Knee pain is something many people expect to feel as they get older — a little stiffness in the morning, some aches after a long walk. But for some, those symptoms stop being just a background nuisance and start to dictate how life is lived.
That’s often the point when patients ask, “Is this still just wear and tear, or is it something more?”
As an orthopaedic surgeon, I’ve seen that knowing the right time to consider knee replacement surgery isn’t always straightforward. Here’s a guide to help you recognise when it might be time to have that conversation with your doctor.
In early osteoarthritis, knee pain usually comes and goes. You might feel discomfort after long walks or a big day in the garden, but it fades with rest.
When pain becomes constant — even at night — it’s a sign that the cartilage damage has likely progressed. If it’s stopping you from sleeping or waking you in the middle of the night, conservative treatments may be losing their effectiveness.

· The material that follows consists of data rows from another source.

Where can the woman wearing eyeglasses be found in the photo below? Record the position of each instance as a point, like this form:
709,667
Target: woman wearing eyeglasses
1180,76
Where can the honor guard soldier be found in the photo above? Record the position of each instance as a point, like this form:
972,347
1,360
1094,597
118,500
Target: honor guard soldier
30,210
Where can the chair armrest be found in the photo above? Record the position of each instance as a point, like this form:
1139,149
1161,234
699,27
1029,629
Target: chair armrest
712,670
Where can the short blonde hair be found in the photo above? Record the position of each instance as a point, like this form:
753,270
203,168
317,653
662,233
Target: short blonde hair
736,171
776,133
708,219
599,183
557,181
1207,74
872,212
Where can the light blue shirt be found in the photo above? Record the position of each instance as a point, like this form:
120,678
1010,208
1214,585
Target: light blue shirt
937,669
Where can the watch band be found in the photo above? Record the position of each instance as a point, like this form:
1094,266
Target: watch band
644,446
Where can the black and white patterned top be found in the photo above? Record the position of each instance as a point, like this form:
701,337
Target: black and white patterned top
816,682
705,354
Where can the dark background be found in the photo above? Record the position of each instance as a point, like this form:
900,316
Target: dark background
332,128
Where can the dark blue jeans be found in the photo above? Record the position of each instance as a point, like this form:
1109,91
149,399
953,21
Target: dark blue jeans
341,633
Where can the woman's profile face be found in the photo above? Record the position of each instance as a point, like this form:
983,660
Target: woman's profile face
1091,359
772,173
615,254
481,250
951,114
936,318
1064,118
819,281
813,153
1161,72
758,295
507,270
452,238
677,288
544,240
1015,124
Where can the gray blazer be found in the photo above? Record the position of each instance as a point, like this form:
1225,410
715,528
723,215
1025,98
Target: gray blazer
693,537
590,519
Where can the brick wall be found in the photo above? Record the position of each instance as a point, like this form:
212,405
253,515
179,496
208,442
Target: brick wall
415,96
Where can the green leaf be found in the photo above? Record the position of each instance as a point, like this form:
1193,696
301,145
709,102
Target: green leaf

Struggling to walk to the letterbox, climb stairs, or stand from a chair without bracing yourself on something are red flags. These are more than inconveniences — they indicate functional loss, one of the strongest predictors that surgical intervention may be beneficial.
Healthy knees should bend and straighten freely. If stiffness makes it difficult to fully extend or bend your knee, especially after trying physiotherapy, the underlying joint damage might be significant enough to consider a replacement.

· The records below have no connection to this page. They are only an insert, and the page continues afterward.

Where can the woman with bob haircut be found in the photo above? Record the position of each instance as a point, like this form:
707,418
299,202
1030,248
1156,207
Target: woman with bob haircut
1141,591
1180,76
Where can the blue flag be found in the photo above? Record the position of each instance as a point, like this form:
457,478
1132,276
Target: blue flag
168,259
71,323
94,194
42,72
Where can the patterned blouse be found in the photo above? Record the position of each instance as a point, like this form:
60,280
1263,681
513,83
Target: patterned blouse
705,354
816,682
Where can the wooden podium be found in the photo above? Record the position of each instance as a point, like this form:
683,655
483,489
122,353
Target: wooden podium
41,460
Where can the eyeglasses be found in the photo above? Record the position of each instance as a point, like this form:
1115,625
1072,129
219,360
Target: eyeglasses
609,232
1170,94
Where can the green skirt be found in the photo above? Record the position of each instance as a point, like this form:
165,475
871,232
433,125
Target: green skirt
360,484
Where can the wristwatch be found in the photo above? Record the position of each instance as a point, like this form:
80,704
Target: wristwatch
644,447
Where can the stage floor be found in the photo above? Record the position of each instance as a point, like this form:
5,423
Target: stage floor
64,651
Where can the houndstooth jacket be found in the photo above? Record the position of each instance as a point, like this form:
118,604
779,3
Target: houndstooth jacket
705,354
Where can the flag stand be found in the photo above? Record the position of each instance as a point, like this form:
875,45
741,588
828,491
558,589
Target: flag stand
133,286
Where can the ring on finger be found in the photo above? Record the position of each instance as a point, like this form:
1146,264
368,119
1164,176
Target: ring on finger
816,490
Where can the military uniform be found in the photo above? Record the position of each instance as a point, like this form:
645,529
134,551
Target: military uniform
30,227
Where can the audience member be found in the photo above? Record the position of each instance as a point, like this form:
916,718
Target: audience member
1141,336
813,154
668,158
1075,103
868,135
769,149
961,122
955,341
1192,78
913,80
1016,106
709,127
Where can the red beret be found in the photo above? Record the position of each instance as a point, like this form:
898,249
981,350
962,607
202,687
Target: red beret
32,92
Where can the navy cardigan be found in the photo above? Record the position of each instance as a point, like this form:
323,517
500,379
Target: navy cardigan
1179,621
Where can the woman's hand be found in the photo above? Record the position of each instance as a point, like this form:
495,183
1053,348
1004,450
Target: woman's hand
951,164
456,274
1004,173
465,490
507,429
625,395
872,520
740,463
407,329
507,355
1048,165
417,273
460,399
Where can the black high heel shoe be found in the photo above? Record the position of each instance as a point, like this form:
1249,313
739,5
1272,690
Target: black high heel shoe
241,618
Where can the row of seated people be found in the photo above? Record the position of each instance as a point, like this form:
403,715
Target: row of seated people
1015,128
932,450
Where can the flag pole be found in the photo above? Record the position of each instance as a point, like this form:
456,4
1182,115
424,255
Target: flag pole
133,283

Occasional swelling after intense activity can be normal. But persistent swelling, warmth, and tenderness — despite rest, ice, and medication — often point to ongoing joint inflammation that’s not improving with non-surgical care.

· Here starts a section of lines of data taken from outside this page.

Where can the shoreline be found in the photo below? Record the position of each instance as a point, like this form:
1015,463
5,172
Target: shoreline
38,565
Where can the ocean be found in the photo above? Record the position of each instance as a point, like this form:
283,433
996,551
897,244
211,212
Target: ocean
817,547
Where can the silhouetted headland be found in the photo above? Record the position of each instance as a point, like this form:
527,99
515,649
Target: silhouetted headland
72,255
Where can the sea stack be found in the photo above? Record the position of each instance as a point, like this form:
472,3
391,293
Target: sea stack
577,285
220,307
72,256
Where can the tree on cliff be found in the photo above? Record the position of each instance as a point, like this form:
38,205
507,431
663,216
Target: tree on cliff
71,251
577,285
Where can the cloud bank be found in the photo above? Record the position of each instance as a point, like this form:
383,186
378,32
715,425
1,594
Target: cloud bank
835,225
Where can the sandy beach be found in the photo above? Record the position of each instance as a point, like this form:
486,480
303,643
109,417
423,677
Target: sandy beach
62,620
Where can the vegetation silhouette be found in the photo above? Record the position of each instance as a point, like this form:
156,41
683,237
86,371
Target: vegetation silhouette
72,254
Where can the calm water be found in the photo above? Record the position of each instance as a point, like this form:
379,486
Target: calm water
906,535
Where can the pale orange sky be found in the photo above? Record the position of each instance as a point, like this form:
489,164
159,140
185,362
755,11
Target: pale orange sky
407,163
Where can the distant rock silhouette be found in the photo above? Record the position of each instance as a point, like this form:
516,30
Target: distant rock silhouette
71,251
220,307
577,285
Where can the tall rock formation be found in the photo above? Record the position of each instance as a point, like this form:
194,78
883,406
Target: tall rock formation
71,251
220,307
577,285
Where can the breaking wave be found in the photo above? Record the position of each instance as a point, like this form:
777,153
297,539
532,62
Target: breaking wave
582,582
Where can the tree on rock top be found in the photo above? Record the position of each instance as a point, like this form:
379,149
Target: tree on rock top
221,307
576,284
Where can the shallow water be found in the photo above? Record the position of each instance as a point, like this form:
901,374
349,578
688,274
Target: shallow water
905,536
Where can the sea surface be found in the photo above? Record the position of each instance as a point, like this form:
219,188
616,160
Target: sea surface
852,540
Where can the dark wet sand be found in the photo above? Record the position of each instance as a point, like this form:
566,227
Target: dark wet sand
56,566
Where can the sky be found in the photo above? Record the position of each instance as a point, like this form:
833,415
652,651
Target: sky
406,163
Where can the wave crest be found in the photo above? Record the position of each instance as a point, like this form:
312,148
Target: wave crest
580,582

Most patients start with non-surgical options:
Pain doesn’t just affect the knee — it affects mood, sleep, and independence. If you’re turning down social invitations, avoiding travel, or missing out on favourite hobbies because of knee discomfort, it’s worth discussing whether surgery could help restore your lifestyle.
Not every knee ache needs replacing. If your pain is mild, responds well to exercise or medication, and doesn’t limit your activities, surgery can wait.
In fact, replacing a joint too early can increase the chance of needing revision surgery later.
A proper diagnosis starts with a conversation, a physical examination, and imaging — usually X-rays or MRI.
If surgery is appropriate, modern knee replacement techniques have excellent success rates and can dramatically improve mobility and comfort.
1. How long does a knee replacement last?
Modern knee replacements can last 15–20 years or more, depending on activity levels and overall health.
2. Is the surgery painful?
You won’t feel pain during the operation itself. After surgery, pain is managed with medication and physiotherapy, and most people notice a significant improvement compared to their pre-surgery pain within weeks to months.
3. How soon can I walk after surgery?
Most patients stand and take a few steps with assistance within 24 hours after surgery. Walking ability improves steadily with guided physiotherapy.
4. Will I need another knee replacement later?
If you have surgery at a younger age or place heavy demands on the joint, there’s a higher chance you might need a revision later. This is why careful timing is important.
5. Can knee replacement be avoided?
Sometimes. Early arthritis can often be managed with physiotherapy, activity modification, weight management, and injections — delaying or avoiding surgery.